Fingers are able to sense the progress of a book (Image: on Unsplash)

DIFFERENT ACTIVITIES, DIFFERENT MOVEMENTS

 

Consider some actions we perform in the physical world:

 

I pay for a ticket. I pull my wallet out of my bag. I open it and take out banknotes. While holding the notes in one hand, I draw some coins with my other hand. I give the money to the salesperson.

 

I confess love. I sit or stand opposite to the person. I look into their eyes. I blush. I say, “You know, I love you.” I am kissed.

 

I look for a recipe. I choose a cookbook from the shelf. I take the book. I flip a few pages, forwardsbackwards. I find a recipe.

 

Whereas in the world of screens:

 

I pay for a ticket. I fill text fields. I hit a button.

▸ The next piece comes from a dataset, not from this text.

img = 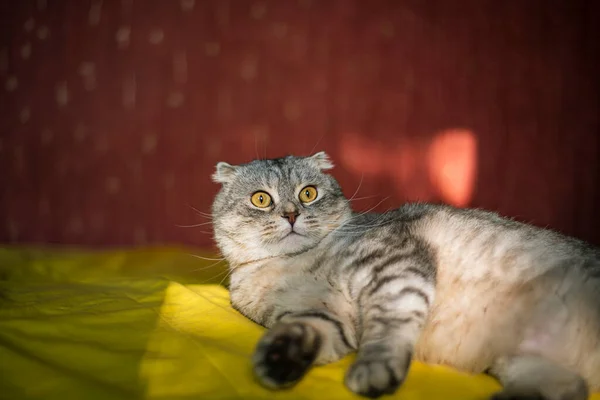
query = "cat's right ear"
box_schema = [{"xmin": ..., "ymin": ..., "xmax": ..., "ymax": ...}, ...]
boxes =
[{"xmin": 212, "ymin": 162, "xmax": 238, "ymax": 184}]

I confess love. I fill a text field. I hit a button.

 

I look for a recipe. I fill a text field. I hit a button.

 

(Image: Jeremy Paige on Unsplash)

The environment surrounding us, the activities we perform and the things we come into contact with help us to perceive situations more intensely and meaningful. Phenomenologists such as Husserl, Schutz, Heidegger and Merleau-Ponty have already explored the relationship between embodied action and meaning. “For them, the source of meaning (and meaningfulness) is not a collection of abstract, idealized entities; instead, it is to be found in the world in which we act, and which acts upon us. This world is already filled with meaning. Its meaning is to be found in the way in which it reveals itself to us as being available for our actions. It is only through those actions, and the possibility for actions that the world affords us, that we can come to find the world, in both its physical and social manifestations, meaningful.” Another quote from above-mentioned book by Paul Dourish.

 

Because so many different activities are being carried out in the same manner in the digital world, their value is becoming less clear. I believe that haptic sense has something to do, for instance, with the perception of paying by “real” or by virtual currency — that feeling of something tangible in your hand that you are giving to someone else, compared to just tapping a flat surface to confirm that the number on the screen will be deducted from your account.

 

Try a simple task. Suppose you want to remember something. Write it down and see how it affects your brain. Professor Anne Mangen, who studies the impact of digital technologies on reading and writing, has shown that writing helps your brain process information and remember it much better. Physical sensorimotor activities create a stronger connection to performed tasks. That’s probably one of the reasons why paper planners are seeing a rise in sales. Sales of paper books are also rising. Giving a digital book as a gift is much less impressive than giving its paper equivalent. This points to an interesting phenomenon. Physical presents just “feel” much better. There is a trend of returning to “tangible music”, which caused an increase in vinyl sales. But are those returns to “old forms” enough? Or can we act also from the current opportunities?